Founded in 1924 by six cardiologists, the American Heart Association (AHA) is the United States' oldest and largest voluntary organisation dedicated to combating heart disease and stroke. It employs over 3,300 staff and draws on a base of more than 35 million volunteers and supporters across the country.
The AHA operates across several interconnected areas: funding cardiovascular and cerebrovascular research, delivering public health education, running CPR training programmes, and driving quality-of-care improvements for conditions such as hypertension. It is the largest non-governmental funder of cardiovascular and cerebrovascular research in the United States after the federal government, having invested more than $6 billion in research to date. Its CPR training programmes reach approximately 22 million people each year, and its high blood pressure quality-of-care initiatives benefit more than 19 million patients.

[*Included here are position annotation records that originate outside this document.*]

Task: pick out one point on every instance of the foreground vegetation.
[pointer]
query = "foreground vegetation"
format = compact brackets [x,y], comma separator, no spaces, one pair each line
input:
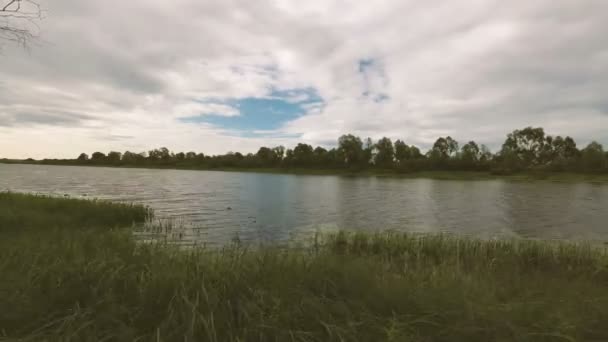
[76,274]
[528,150]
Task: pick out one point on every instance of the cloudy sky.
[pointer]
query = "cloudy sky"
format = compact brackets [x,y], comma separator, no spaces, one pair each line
[232,75]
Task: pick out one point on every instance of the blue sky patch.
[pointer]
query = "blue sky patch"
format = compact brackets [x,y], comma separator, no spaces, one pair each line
[263,113]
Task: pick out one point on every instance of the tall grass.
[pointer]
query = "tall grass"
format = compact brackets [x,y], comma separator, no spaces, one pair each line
[100,285]
[26,211]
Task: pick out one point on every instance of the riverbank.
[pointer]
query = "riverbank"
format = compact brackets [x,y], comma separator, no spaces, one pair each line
[71,270]
[438,175]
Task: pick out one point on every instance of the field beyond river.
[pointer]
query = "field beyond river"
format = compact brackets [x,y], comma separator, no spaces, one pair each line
[73,271]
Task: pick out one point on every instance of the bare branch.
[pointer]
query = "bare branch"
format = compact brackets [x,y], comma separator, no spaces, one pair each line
[19,20]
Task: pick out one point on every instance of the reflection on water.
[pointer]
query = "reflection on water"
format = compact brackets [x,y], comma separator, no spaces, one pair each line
[269,207]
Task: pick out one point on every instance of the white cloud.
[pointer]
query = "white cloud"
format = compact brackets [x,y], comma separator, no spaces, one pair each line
[119,77]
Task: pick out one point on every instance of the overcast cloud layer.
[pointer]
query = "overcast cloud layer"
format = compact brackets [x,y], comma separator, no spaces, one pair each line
[149,73]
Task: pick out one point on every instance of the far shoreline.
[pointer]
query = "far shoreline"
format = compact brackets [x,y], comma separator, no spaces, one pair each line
[567,177]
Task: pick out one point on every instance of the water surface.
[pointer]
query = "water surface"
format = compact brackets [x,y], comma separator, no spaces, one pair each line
[271,207]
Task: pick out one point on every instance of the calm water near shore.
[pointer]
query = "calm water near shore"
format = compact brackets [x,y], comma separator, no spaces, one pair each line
[272,207]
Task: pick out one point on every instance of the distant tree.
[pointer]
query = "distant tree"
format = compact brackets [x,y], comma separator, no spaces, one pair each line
[593,157]
[350,150]
[303,155]
[444,148]
[98,156]
[114,157]
[279,153]
[402,151]
[525,147]
[162,153]
[485,154]
[131,158]
[368,152]
[470,152]
[266,156]
[385,153]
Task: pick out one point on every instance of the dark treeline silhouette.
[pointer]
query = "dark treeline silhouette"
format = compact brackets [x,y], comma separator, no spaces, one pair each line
[528,149]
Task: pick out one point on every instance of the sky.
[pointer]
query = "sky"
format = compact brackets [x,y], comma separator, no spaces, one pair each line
[234,75]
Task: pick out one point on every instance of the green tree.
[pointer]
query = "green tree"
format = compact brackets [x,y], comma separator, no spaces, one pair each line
[350,149]
[303,155]
[444,148]
[402,151]
[320,156]
[470,152]
[266,156]
[98,156]
[525,147]
[114,157]
[593,157]
[385,153]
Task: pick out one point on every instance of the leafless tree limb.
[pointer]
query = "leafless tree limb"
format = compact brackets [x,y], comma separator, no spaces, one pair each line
[19,20]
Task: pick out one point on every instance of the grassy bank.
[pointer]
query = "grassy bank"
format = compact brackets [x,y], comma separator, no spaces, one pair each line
[440,175]
[61,281]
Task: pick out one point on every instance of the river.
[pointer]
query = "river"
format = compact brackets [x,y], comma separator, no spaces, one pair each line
[272,207]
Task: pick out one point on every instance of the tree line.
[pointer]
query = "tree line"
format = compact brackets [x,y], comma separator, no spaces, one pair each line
[523,150]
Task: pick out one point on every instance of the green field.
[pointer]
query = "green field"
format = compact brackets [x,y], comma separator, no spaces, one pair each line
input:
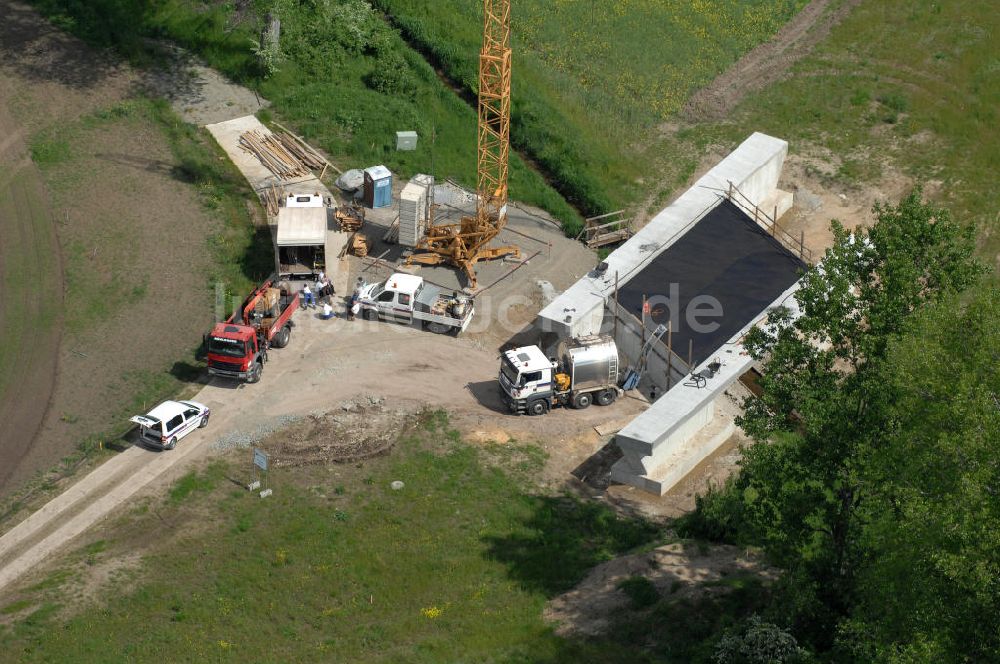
[593,81]
[911,87]
[344,79]
[337,566]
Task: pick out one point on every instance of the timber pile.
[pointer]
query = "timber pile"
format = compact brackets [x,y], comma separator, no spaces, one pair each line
[271,152]
[272,199]
[303,151]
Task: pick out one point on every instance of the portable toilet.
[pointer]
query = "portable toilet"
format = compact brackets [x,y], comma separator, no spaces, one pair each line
[378,187]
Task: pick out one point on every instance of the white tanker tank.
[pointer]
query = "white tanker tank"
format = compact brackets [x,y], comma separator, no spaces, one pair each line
[585,372]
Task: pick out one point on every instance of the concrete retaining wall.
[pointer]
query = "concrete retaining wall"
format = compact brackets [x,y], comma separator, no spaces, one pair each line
[754,168]
[679,430]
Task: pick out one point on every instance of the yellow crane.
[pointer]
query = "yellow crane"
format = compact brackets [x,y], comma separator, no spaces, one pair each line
[465,243]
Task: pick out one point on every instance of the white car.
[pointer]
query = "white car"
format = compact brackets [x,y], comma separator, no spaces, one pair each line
[170,421]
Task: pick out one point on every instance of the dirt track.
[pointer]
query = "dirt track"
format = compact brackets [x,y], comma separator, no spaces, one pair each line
[31,301]
[768,62]
[327,363]
[133,238]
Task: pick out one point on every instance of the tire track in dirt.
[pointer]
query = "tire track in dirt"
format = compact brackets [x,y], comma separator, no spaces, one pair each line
[31,301]
[768,62]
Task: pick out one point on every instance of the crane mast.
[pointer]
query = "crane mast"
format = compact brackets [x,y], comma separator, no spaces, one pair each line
[494,114]
[466,243]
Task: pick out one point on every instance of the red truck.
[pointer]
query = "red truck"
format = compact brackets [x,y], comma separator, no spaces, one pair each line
[237,348]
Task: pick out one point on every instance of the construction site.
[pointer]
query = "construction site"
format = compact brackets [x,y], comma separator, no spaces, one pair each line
[552,327]
[399,306]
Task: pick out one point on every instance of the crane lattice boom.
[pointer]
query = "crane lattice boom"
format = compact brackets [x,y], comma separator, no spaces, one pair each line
[466,243]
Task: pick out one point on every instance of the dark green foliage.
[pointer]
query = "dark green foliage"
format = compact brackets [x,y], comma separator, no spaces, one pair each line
[758,642]
[818,490]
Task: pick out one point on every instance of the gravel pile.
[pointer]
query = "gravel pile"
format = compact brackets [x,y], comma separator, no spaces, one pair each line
[245,439]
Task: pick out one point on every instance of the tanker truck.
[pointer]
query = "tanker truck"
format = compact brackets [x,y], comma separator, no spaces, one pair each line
[585,371]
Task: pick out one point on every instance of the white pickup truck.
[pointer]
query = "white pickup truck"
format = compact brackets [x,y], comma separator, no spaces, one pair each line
[405,298]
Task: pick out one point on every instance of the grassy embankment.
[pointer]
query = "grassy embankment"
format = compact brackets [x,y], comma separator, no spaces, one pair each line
[337,566]
[910,88]
[102,280]
[345,80]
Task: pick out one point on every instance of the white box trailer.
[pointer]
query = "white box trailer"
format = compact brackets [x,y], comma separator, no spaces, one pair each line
[300,241]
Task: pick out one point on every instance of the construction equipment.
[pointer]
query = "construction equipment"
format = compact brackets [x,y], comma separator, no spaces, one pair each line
[587,371]
[465,243]
[237,348]
[634,374]
[359,245]
[350,217]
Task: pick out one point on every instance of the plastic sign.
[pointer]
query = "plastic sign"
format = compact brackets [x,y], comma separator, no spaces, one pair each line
[260,459]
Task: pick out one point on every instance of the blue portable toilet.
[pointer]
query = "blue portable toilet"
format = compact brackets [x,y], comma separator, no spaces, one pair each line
[378,187]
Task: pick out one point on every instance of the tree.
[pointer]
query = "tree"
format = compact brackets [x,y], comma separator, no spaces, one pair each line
[758,642]
[930,590]
[826,400]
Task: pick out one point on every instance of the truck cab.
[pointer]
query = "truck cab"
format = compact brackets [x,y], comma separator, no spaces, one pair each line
[237,348]
[586,373]
[393,299]
[235,351]
[526,380]
[300,241]
[406,298]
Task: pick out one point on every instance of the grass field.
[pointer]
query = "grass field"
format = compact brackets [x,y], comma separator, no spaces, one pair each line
[345,80]
[106,204]
[592,84]
[898,85]
[337,566]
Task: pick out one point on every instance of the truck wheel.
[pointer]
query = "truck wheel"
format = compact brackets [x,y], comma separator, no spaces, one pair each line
[537,408]
[281,338]
[606,397]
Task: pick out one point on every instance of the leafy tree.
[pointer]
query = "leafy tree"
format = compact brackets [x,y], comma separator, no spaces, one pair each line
[826,397]
[930,589]
[758,642]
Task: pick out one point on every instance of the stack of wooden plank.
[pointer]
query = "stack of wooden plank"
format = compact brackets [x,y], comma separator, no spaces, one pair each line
[271,152]
[606,229]
[272,199]
[304,152]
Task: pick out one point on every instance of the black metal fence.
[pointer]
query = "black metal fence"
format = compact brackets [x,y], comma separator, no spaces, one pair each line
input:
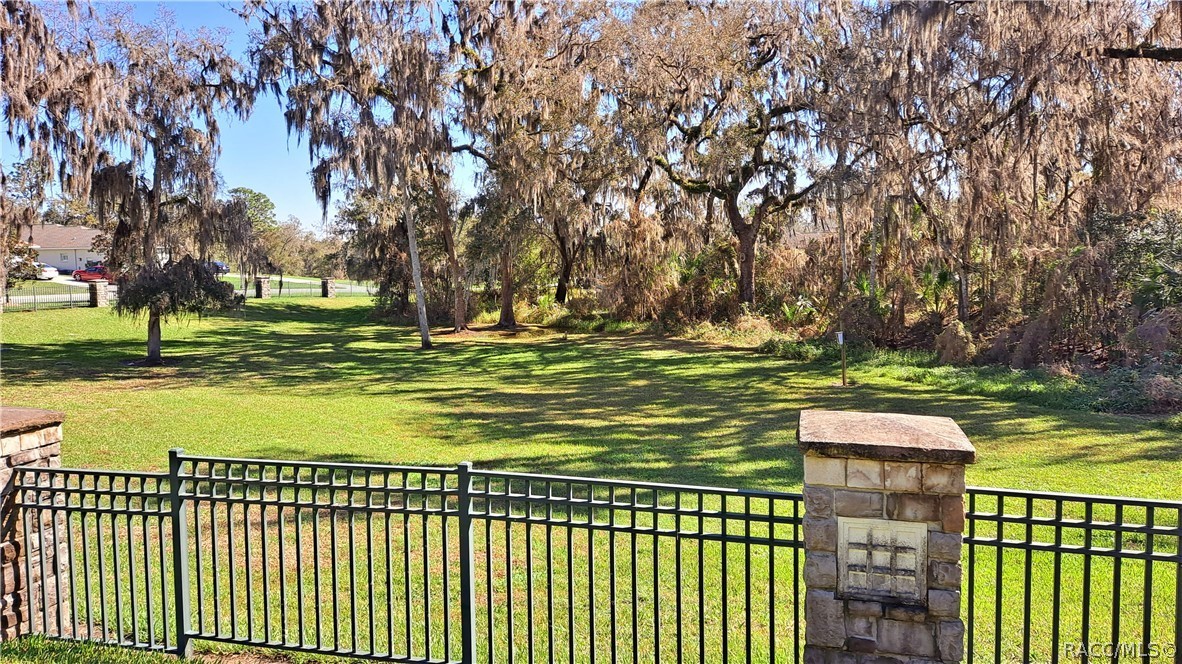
[411,564]
[1065,577]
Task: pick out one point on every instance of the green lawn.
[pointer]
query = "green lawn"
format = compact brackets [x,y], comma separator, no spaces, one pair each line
[316,379]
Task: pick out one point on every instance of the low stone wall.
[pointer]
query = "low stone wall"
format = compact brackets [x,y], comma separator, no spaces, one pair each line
[31,437]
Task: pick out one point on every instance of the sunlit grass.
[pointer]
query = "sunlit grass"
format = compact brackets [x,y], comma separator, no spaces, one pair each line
[317,379]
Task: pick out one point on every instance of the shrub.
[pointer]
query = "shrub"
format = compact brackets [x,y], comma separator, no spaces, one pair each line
[954,345]
[1173,423]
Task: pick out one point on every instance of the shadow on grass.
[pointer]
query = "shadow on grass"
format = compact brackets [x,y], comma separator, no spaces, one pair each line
[632,407]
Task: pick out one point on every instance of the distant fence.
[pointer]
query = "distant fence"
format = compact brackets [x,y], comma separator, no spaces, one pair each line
[294,288]
[36,295]
[414,564]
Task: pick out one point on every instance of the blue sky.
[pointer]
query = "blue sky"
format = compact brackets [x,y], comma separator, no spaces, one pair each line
[257,154]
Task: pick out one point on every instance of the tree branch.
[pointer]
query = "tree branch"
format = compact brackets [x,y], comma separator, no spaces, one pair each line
[1160,53]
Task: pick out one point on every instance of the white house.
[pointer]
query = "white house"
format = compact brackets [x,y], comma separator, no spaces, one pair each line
[65,247]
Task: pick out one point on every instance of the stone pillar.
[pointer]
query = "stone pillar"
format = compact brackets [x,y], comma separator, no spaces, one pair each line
[262,287]
[884,510]
[31,437]
[98,295]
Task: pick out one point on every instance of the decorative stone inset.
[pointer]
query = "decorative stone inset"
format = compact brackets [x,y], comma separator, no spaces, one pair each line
[884,514]
[882,560]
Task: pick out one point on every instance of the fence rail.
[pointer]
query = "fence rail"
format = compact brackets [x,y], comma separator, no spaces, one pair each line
[416,564]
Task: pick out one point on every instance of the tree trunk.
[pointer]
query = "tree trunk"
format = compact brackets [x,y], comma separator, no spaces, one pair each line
[154,336]
[962,294]
[459,277]
[508,320]
[565,258]
[747,234]
[424,330]
[564,280]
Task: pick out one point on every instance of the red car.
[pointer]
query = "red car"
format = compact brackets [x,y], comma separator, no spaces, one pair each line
[93,274]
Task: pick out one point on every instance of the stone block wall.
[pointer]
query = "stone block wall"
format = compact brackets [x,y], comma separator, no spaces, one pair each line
[883,538]
[31,438]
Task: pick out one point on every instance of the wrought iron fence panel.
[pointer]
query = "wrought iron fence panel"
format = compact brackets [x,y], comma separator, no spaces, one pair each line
[325,558]
[1066,577]
[416,564]
[296,290]
[585,570]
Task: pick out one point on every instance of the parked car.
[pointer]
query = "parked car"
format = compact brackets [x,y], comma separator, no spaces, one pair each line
[93,274]
[45,272]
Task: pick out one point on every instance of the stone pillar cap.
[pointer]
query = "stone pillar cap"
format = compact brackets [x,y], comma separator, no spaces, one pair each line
[20,420]
[884,436]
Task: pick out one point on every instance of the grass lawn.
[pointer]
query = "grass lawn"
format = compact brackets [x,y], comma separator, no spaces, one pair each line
[315,379]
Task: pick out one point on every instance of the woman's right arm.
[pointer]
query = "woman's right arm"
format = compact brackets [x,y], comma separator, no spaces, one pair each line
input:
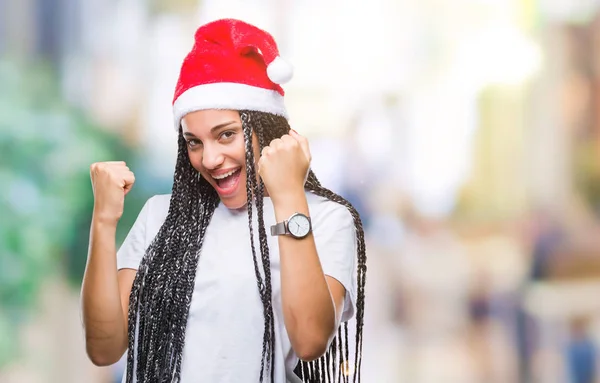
[105,291]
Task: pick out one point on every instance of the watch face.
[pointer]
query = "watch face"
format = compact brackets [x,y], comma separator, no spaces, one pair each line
[299,225]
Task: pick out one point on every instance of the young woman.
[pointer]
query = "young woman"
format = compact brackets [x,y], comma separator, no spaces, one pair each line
[250,269]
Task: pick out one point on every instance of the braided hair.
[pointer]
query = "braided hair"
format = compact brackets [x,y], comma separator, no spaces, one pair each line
[162,289]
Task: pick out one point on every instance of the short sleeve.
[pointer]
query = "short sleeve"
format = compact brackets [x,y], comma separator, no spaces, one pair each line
[335,240]
[134,246]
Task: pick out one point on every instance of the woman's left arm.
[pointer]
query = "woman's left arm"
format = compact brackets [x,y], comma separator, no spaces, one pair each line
[312,302]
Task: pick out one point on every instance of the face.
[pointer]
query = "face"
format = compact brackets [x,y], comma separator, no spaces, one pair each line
[215,142]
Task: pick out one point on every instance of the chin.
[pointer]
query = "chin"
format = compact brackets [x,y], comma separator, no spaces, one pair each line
[234,203]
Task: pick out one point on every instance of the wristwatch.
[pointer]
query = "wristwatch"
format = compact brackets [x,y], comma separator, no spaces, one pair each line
[297,226]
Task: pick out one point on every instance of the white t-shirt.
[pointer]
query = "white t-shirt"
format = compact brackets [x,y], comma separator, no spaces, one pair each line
[225,324]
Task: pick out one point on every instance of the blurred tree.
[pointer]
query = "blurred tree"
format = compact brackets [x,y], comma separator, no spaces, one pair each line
[46,201]
[587,173]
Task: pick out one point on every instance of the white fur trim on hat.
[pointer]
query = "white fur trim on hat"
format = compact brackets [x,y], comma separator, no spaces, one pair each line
[228,95]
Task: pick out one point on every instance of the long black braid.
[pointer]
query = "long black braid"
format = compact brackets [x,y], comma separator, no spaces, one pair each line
[162,290]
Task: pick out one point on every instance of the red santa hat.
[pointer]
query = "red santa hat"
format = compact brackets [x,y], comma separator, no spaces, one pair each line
[232,65]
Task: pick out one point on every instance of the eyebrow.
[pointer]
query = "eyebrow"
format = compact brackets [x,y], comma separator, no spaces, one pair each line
[213,129]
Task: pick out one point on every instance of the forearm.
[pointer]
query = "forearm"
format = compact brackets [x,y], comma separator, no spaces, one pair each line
[103,319]
[308,307]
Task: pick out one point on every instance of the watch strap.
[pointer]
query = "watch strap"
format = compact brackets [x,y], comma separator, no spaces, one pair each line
[279,228]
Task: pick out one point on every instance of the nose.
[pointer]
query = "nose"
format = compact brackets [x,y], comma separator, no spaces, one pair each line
[212,157]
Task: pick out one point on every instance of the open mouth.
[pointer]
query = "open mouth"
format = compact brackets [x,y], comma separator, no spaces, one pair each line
[228,182]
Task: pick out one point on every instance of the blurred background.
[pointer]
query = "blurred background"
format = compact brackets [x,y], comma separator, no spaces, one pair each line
[466,132]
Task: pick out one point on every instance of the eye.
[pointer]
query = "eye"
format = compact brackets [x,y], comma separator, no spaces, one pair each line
[193,143]
[226,135]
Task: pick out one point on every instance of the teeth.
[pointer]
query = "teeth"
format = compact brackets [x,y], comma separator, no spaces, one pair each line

The organisation attributes a significant share of the decline in cardiovascular disease mortality since its founding to its research investments and public education efforts. Its work spans primary prevention, clinical quality improvement, professional training, and grantmaking to academic and medical institutions.
While headquartered in the United States, the AHA's research funding and educational initiatives extend beyond U.S. borders. Its core functions - research, education, and training - are carried out through a combination of employed professionals and a large volunteer infrastructure, making it one of the more operationally distinctive organisations in the public health space.